Computational Biology Research as a Chemical Engineering and Mathematics Major
Man presenting in a classroom of people.

Presenting my retinal computation work at SUMS 2024.

Author: Jared Noel | Major: Chemical Engineering, Mathematics  | Semester: Fall 2024

My name is Jared Noel, and I am a junior at the University of Arkansas, double majoring in chemical engineering and applied mathematics. This past summer, I had the opportunity to participate in the National Institute for Theory and Mathematics in Biology Summer Undergraduate Research Program (NITMB SURP). For this program, I lived in Chicago for eight weeks. I conducted research on retinal computations with Dr. Gregory Schwartz at Northwestern University’s Feinberg School of Medicine and Dr. Stephanie Palmer at the University of Chicago. The retina has a remarkable capacity for predicting future trajectories of moving objects in its natural environment, and this phenomenon is known as motion anticipation. In this project, I programmed a stimulus to move with statistics consistent with natural motion, and I showed this stimulus to a mouse retina.

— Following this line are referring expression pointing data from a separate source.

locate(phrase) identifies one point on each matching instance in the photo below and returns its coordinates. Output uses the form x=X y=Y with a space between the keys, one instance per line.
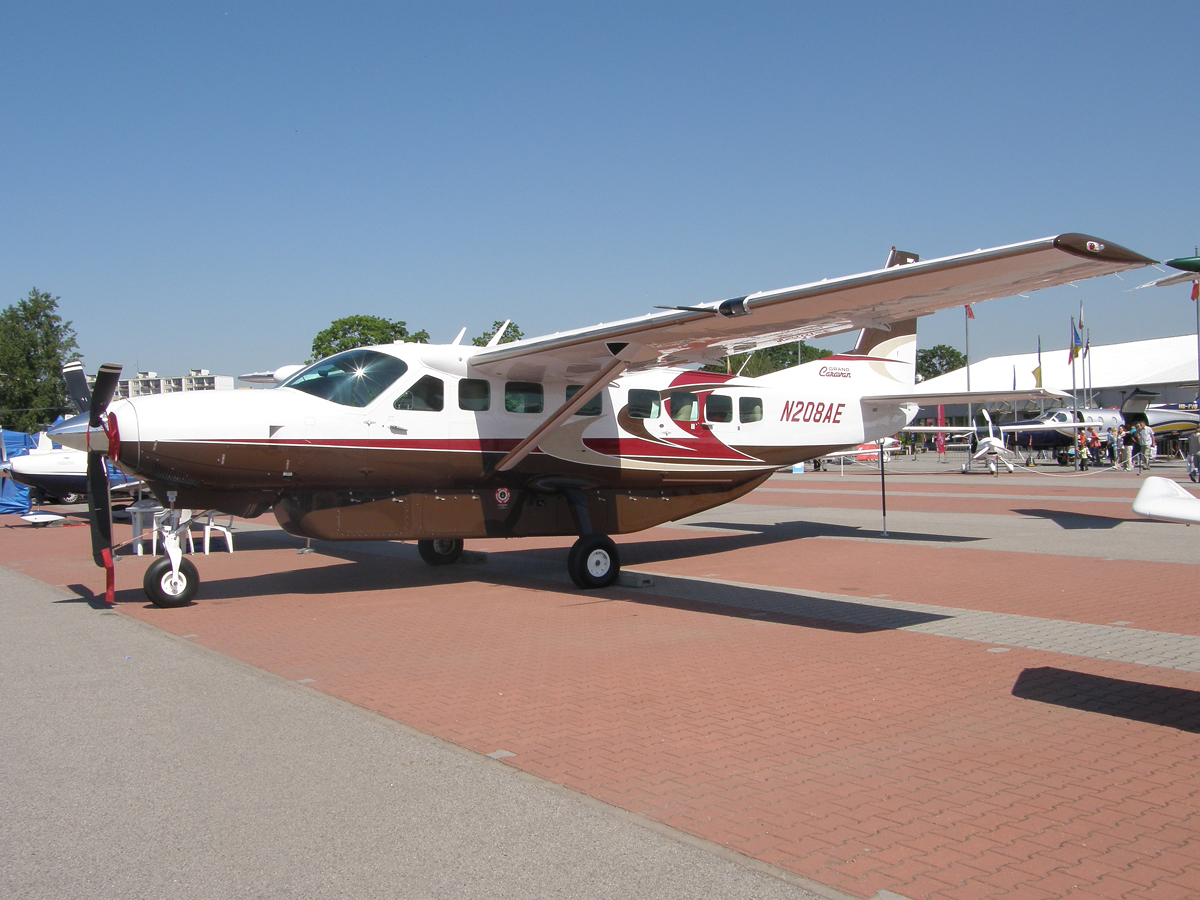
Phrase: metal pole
x=1074 y=394
x=883 y=491
x=970 y=411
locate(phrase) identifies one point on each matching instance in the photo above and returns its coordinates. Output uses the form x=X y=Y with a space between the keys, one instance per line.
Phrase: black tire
x=593 y=562
x=162 y=591
x=439 y=552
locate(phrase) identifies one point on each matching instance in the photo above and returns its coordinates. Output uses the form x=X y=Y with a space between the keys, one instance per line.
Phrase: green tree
x=771 y=359
x=939 y=360
x=361 y=331
x=513 y=333
x=35 y=343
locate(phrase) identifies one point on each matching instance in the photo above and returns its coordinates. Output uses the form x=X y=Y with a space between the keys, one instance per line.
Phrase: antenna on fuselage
x=499 y=333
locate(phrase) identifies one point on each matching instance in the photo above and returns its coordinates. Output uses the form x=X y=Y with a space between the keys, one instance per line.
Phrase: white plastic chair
x=225 y=531
x=173 y=516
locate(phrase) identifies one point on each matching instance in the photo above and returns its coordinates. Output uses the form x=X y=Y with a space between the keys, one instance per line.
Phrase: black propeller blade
x=77 y=384
x=99 y=502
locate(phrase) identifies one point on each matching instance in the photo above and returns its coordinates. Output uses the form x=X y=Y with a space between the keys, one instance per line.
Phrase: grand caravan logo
x=834 y=372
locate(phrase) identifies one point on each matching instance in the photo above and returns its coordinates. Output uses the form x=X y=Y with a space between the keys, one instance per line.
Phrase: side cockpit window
x=353 y=378
x=474 y=394
x=645 y=405
x=684 y=406
x=427 y=395
x=749 y=409
x=719 y=408
x=523 y=397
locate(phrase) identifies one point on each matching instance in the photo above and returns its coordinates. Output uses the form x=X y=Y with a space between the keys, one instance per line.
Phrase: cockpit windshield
x=352 y=378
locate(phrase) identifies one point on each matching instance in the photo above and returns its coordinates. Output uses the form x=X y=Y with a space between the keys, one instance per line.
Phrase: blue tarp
x=13 y=497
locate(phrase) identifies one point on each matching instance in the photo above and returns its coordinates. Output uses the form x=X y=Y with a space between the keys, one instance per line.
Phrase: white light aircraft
x=593 y=432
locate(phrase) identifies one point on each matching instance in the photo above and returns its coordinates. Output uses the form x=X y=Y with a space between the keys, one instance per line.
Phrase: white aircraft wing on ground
x=685 y=335
x=1163 y=498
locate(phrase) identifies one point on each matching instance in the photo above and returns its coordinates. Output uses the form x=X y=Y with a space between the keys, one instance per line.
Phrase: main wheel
x=166 y=589
x=439 y=552
x=593 y=562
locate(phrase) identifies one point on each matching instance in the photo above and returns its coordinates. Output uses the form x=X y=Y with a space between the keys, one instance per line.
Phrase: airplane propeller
x=101 y=442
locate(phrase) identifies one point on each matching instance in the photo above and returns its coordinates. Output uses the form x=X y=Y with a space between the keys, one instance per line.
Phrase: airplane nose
x=72 y=432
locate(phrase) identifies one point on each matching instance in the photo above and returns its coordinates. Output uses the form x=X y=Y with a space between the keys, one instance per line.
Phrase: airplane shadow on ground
x=762 y=535
x=367 y=573
x=1137 y=701
x=1075 y=521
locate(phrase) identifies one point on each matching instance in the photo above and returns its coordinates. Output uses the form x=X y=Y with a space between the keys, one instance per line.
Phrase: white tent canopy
x=1162 y=361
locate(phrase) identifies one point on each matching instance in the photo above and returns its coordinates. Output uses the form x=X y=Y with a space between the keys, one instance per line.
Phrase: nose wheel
x=593 y=562
x=439 y=552
x=168 y=588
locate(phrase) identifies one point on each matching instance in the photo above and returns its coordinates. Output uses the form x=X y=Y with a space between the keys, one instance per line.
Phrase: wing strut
x=562 y=414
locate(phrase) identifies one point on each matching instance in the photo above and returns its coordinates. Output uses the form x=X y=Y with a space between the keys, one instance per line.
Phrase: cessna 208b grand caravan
x=600 y=431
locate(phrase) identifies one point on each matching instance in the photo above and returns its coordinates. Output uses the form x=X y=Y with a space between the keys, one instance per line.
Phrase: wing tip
x=1089 y=247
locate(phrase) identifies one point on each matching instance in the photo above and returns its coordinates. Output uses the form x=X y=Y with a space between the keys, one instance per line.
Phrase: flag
x=1077 y=343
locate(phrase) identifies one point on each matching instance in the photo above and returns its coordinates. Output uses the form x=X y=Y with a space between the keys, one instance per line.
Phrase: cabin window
x=474 y=394
x=523 y=397
x=353 y=378
x=750 y=409
x=645 y=405
x=593 y=407
x=427 y=395
x=719 y=408
x=684 y=407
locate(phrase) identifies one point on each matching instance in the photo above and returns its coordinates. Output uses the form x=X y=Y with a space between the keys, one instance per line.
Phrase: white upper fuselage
x=665 y=420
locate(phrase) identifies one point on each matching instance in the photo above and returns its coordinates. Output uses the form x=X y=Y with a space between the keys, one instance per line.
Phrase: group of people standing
x=1119 y=445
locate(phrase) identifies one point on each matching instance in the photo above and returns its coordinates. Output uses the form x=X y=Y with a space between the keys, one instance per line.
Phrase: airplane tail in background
x=883 y=361
x=892 y=353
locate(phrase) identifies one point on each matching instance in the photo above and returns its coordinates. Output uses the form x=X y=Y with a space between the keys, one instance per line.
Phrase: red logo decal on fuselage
x=798 y=411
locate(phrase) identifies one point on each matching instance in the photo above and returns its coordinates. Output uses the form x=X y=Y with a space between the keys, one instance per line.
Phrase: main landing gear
x=593 y=562
x=439 y=552
x=172 y=580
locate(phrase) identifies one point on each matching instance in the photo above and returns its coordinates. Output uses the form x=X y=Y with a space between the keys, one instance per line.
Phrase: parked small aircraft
x=61 y=473
x=599 y=431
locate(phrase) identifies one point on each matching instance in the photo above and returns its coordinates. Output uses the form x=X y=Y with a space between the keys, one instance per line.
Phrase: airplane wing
x=931 y=400
x=1162 y=498
x=708 y=331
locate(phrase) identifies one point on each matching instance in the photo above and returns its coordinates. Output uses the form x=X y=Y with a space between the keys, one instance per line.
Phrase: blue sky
x=211 y=184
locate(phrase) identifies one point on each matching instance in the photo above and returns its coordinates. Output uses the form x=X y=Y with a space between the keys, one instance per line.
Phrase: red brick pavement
x=867 y=761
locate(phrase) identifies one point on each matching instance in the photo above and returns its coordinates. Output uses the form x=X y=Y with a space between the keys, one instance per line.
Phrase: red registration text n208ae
x=797 y=411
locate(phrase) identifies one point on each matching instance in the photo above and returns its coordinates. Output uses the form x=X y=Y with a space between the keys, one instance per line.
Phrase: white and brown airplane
x=604 y=430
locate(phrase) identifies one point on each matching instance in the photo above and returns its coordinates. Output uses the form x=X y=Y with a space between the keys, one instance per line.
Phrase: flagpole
x=1074 y=394
x=1091 y=378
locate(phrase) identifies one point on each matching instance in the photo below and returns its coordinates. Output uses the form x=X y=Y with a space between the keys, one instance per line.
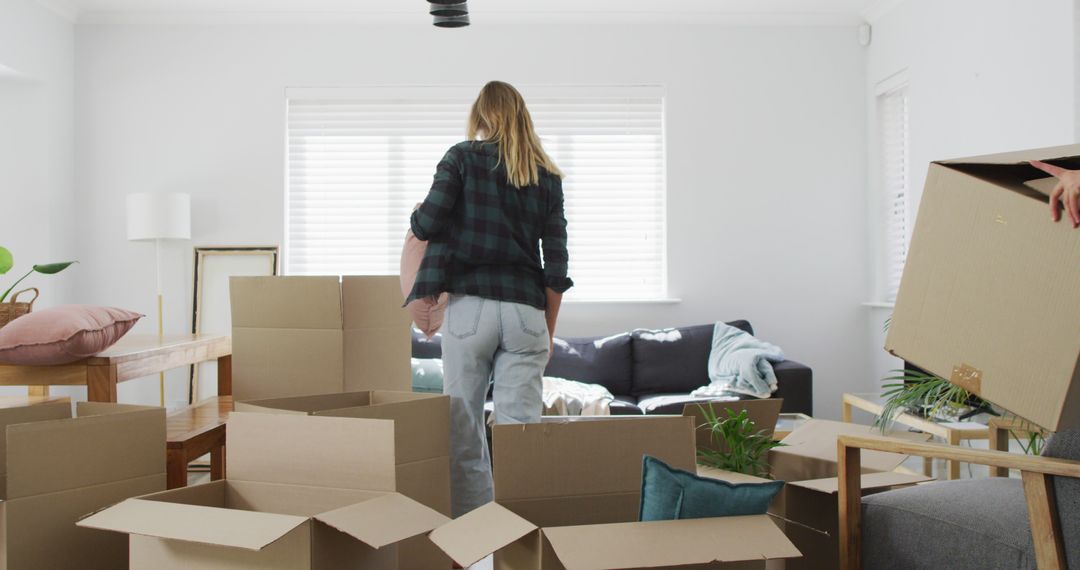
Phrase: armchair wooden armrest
x=1035 y=472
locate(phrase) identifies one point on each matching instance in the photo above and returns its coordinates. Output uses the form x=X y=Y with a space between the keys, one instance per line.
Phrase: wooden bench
x=193 y=432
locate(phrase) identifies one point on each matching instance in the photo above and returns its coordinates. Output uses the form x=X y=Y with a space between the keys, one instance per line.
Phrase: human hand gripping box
x=421 y=444
x=302 y=493
x=296 y=336
x=56 y=467
x=567 y=494
x=990 y=293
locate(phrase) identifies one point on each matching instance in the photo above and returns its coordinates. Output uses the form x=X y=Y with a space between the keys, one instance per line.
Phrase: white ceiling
x=824 y=11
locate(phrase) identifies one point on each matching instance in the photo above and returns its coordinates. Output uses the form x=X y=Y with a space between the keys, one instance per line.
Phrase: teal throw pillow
x=670 y=493
x=428 y=376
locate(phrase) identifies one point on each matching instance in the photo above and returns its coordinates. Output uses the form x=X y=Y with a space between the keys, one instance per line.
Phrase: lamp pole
x=161 y=317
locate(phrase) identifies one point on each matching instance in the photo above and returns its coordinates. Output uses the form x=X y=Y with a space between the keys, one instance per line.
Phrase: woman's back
x=485 y=234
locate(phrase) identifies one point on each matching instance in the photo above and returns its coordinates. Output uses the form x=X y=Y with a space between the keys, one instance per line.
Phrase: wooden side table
x=133 y=356
x=950 y=432
x=1000 y=431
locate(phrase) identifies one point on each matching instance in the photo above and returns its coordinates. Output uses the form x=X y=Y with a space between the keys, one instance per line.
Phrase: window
x=358 y=161
x=895 y=180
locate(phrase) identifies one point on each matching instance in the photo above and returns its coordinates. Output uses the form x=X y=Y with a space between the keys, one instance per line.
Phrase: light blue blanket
x=740 y=363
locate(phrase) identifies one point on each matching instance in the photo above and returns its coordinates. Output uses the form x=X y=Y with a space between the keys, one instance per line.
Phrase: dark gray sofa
x=650 y=371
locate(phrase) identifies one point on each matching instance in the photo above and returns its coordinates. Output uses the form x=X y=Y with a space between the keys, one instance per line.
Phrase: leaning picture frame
x=210 y=308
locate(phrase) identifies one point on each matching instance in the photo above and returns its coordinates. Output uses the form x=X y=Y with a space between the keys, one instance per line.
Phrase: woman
x=1066 y=193
x=494 y=202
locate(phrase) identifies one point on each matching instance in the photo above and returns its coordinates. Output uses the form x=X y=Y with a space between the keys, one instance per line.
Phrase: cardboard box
x=421 y=440
x=807 y=507
x=567 y=494
x=57 y=467
x=314 y=335
x=304 y=492
x=988 y=297
x=763 y=412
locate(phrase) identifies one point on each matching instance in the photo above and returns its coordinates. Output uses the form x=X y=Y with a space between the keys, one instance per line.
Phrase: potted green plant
x=932 y=396
x=8 y=261
x=740 y=446
x=12 y=309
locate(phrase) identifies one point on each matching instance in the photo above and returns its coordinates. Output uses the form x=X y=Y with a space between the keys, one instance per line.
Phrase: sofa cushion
x=673 y=360
x=604 y=361
x=670 y=493
x=948 y=525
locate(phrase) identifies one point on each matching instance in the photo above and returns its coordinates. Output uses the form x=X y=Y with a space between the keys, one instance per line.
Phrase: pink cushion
x=427 y=315
x=63 y=334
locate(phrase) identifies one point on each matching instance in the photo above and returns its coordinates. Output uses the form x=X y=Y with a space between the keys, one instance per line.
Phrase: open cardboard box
x=304 y=492
x=988 y=297
x=763 y=412
x=807 y=505
x=567 y=496
x=315 y=335
x=57 y=467
x=421 y=443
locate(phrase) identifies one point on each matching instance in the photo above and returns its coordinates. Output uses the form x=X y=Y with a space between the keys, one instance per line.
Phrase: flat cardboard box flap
x=106 y=447
x=302 y=302
x=987 y=299
x=809 y=452
x=470 y=538
x=385 y=520
x=869 y=482
x=1018 y=157
x=205 y=525
x=58 y=410
x=563 y=459
x=318 y=451
x=670 y=543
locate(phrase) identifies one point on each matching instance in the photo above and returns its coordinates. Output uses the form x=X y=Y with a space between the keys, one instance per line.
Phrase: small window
x=892 y=109
x=360 y=159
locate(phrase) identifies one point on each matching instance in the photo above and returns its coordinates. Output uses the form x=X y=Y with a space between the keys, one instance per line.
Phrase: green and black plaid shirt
x=484 y=235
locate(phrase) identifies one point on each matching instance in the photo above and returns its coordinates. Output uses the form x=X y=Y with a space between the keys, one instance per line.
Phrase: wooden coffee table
x=950 y=432
x=133 y=356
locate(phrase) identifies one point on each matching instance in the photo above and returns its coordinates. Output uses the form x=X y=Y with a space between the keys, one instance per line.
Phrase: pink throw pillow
x=427 y=315
x=63 y=334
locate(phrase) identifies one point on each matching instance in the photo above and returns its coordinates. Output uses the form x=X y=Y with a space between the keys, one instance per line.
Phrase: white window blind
x=895 y=166
x=360 y=159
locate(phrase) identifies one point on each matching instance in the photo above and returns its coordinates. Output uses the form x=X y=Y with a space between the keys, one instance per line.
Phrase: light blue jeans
x=485 y=339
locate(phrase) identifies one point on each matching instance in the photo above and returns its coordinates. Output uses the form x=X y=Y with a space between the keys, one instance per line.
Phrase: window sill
x=670 y=300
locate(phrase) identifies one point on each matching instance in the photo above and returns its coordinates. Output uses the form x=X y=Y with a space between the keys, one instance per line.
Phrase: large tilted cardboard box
x=567 y=494
x=421 y=440
x=304 y=493
x=988 y=297
x=57 y=467
x=807 y=505
x=297 y=336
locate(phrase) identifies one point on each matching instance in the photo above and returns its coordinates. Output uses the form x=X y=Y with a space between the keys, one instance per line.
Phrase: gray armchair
x=970 y=524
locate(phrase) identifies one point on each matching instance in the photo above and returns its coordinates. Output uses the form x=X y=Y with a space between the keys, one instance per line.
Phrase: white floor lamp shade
x=157 y=217
x=153 y=216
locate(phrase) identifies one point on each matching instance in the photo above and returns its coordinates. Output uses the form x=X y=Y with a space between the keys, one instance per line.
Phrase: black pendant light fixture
x=449 y=13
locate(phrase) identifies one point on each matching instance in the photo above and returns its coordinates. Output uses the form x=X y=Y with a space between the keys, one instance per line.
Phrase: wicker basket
x=13 y=309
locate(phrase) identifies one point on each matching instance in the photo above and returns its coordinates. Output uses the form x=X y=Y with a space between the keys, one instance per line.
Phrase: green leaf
x=7 y=260
x=51 y=269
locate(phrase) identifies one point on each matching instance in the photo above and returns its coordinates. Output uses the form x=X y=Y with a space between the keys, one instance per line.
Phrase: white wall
x=984 y=76
x=36 y=144
x=765 y=143
x=36 y=149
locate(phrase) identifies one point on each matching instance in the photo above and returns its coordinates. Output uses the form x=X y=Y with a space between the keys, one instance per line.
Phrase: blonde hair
x=500 y=116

I then analyzed this data to beOer understand the mechanisms behind re?nal mo?on an?cipa?on. An example of one of these natural trajectories is seen below.

The type of research I conducted this summer is broadly defined as computational biology research, and this is the research I am primarily interested in pursuing. To get involved in this interdisciplinary field as an undergraduate student, I am double majoring in chemical engineering and applied mathematics. These two subjects allow me to take a unique combination of classes that effectively supplement my computational biology research experience. However, a necessary part of conducting research in any field is connecting with fellow researchers and learning about their work. Up to this point, as an undergraduate student, I had only attended chemical engineering conferences. While these conferences benefitted me as a student researcher, they were outside my primary field of interest. That is why I participated in the 2024 Shenandoah Undergraduate Mathematics and Statistics (SUMS) conference at James Madison University in Harrisonburg, VA, where I presented my computational biology research. This conference was the first mathematics conference I have attended, and it introduced me to a broad array of research topics I was unaware of before.

At this conference, I heard a talk given by Dr. Gretchen Matthews related to coding theory and cybersecurity. Additionally, I heard several other student presenters give talks on biology-related topics. Overall, hearing about this research showed me the wide variety of mathematical research applications, reaffirming my passion for my own computational biology research. Further, I presented my own work at this conference as a 15-minute oral presentation. This was the first time I had talked about my research to a group of primarily mathematicians. As such, the questions I received about my work after presenting were very different than the questions I have been asked in the past. These questions focused more on the mathematical underpinnings of my work, whereas questions I have been asked previously tended to focus on the broader applications of my work. Being asked these more theoretical questions changed how I view my research, effectively broadening my perspective. Moving forward, this new perspective will positively impact my research, allowing me to consider questions and ideas I would not have before.

Ultimately, attending the SUMS 2024 conference was incredibly beneficial for me and my future goals. I plan to continue conducting computational biology research as an undergraduate student and attend more mathematics conferences to continue to network and learn about other computational biology research. After graduating, I plan to pursue a Ph.D. in computational biology, where I continue to examine biological systems from a mathematical perspective. I aim to then pursue a translational research career where I work to use this computational biology framework to improve the healthcare landscape for patients in the United States.